No estudo de Semler e colegas (1), a menor saturação de oxigênio foi de 91% no grupo de cuidados habituais contra 92% no grupo de oxigenação apnéica. Na literatura, a menor saturação de oxigênio durante o procedimento de entubação de pacientes hipoxêmicos está entre 80 e 85% (5,13). A oxigenação apnéica poderia beneficiar particularmente essa população específica de pacientes hipoxêmicos. Além disso, foram excluídos pacientes em que foi necessário um dispositivo específico de laringoscopia, como um vídeo-laringoscópio (14, 15). Nesta população em risco de entubação difícil, a oxigenação apnéica também poderia ser muito relevante, dado o potencial aumento da duração da intubação associada a um aumento da incidência de hipoxemia. Vale ressaltar que a hipoxemia per se é um fator de intubação difícil (13) e complicações associadas.
É importante ressaltar que uma importante limitação do estudo é a ausência de um desenho cego. Os avaliadores de saturação de oxigênio poderiam ter sido influenciados por sua própria opinião. Outra limitação, também relacionada ao desenho, é o número de sujeitos necessários, com base na hipótese otimista de uma diferença de 4,6% entre os grupos. Sendo a saturação nos cuidados habituais de 91%, a média de menor saturação de oxigênio no grupo de oxigenação apnéica deveria ter sido de 96%, o que é muito alto para uma intubação realizada em UTI (13).
Para concluir, o estudo de Semler e colegas (1) é um estudo randomizado não cego mostrando não haver diferença entre a oxigenação apnéica com fluxo de 15 L/min de oxigênio em cânula nasal e os cuidados habituais na menor saturação de oxigênio experimentados por adultos críticos não-selecionados submetidos à intubação endotraqueal. O efeito da oxigenação apnéica durante o procedimento de intubação na UTI poderia ser avaliado de forma interessante agora em uma população específica de pacientes hipoxêmicos, particularmente em risco de dessaturação de oxigênio. Pelo menos 60 L/min de oxigênio em cânula nasal de alto fluxo deve ser aplicado para permitir Fio2 mais alto com um nível moderado de PEEP.
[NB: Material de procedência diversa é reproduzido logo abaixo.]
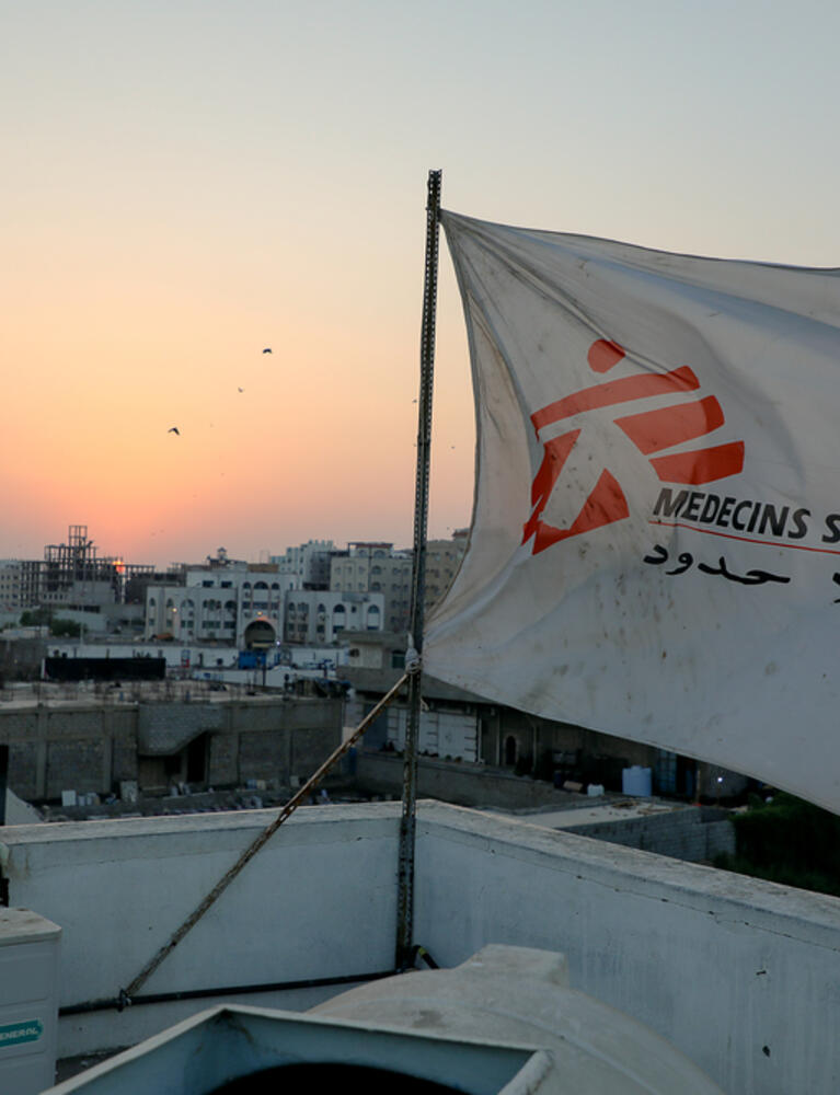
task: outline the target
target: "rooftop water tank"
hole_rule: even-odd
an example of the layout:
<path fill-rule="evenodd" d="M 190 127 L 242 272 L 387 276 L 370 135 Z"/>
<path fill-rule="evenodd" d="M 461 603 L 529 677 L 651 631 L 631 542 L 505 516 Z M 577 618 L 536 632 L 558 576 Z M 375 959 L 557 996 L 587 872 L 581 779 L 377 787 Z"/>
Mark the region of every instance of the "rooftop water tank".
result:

Semler MW, Janz DR, Lentz RJ, Matthews DT, Norman BC, Assad TR, Keriwala RD, Ferrell BA, Noto MJ, McKown AC, et al.; FELLOW Investigators and the Pragmatic Critical Care Research Group. Estudo aleatório da oxigenação apnéica durante a intubação endotraqueal de doentes críticos. Am J Respir Crit Care Med 2016;193:273-280.